Development of a small match pro

Development of a small match procedure

Initially John Griffiths assembled 200 DNA matches arising from a study group of 11 possible family members; John's last report #4 is here, and his observations on this are here. A later inspection by Julian Land of John's work - namely of the multiple segment matches arising from a subset of 7 of the relatives - is reported here with just 2 of 133 superficially intriguing multiple matches surviving scrutiny to ensure that these 2 were stronger than the types of multiples a random sample threw up. This is potentially a tough test in that there may be unknown genetic relationships within the random sample closer than the Baruch Lousada relationships we are seeking to confirm (see here), and indeed with members of the Lousada sample (see here). In any case the random sample, in this phase of the work, threw up surprising multiples (including both types of what we refer to as strong triples - the first with 3 people matching each other shows that triangulation with small 3cM segments does not prove family linkage, and the second with 1 person matching 3 others). The chromosome 2 and 8 matches were the most impressive, since their strong triples were augmented by linked matches unlike the strongest random multiples in this phase of the study (which were bare strong triples).

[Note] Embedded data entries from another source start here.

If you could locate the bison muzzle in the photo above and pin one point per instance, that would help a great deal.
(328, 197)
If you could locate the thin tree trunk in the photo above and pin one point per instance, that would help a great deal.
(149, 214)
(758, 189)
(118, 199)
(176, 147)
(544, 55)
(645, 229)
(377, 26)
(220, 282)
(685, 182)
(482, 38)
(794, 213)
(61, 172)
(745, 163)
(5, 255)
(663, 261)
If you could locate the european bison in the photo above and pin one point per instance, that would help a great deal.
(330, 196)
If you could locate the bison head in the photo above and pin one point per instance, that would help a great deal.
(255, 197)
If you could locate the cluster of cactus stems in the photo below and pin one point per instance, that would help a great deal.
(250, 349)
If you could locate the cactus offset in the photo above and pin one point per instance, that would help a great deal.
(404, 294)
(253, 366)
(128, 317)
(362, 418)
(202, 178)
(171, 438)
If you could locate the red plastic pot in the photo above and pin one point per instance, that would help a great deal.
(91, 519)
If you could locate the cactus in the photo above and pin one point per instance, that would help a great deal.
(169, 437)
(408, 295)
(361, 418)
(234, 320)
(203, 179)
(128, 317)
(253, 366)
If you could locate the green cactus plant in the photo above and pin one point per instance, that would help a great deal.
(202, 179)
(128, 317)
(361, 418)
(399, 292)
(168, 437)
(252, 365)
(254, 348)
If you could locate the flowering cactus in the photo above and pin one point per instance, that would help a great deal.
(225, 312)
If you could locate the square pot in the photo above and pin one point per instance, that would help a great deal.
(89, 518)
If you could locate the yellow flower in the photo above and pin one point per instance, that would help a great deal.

Through our work instructive methodological points emerged. In our 7-relative study we included a sample of 7 nominally unrelated people so that we could contrast cousin-cousin matches with unrelated-unrelated matches. For this work, with a 3cM threshold, GEDmatch advised that 'segment threshold size will be adjusted dynamically between 200 and 400 SNPs' whereas this changed in our later 2023 8 by 8 study to 'segment threshold size will be adjusted dynamically with an average of 200 SNPs. About 2/3 will occur between 185 and 214 SNPs'. Initially we noticed that the newer GEDmatch settings increased the number of matches between cousins as compared with matches between unrelated people, to the point where we got 5% more cousin-cousin single matches than unrelated-unrelated single matches (not fewer! - as with the prior GEDmatch setting). This 5% 'signal' is of course small amid the 'noise' of all those off-target matches and/or false positives. But we noticed that, with the newer GEDmatch setting, the number of cousin-cousin coincident multiple matches increased strongly - by twice the increase in unrelated-unrelated coincident multiple matches (2 times cf 1.4 times as reported in our 2023 8 by 8 study) from which we can see that John Griffiths' intuition is realised, at least to some extent. GEDmatch advised that its Qmatch technique should give further improvement when looking at 3cM segments as we must with our 11-generation separations; our early experience with Qmatch is discussed here. But samples of unrelated people will continue to generate coincident multiple matches, and accordingly we continue to need ways of distinguishing real from off-target matches and/or false positives. Our discovery of rare segment boundary coincidences (RSBCs) in which the same boundary SNP is shared by a pair of distinct overlapping pairs (that is, 4 separate individuals are represented at the SNP) - which has low odds - perhaps offered a way forward. We first saw a RSBC (at 52269392) in the Cr8 match during our 7-relative study, and reported it in 'the coffee-table book'. This original RSBC is somewhat obscured by Qmatch (3cM P=3) for the left boundary of 2 of the matches was adjusted by a small number of nucleotide positions as shown here. But through Qmatch, we discovered more RSBCs, and then - perhaps more importantly - ASBs and their significance.

After a lengthy exploration of both RSBCs and ASBs, and with further advice from GEDmatch, we were finally able to produce a conclusion from our small match work as shown here.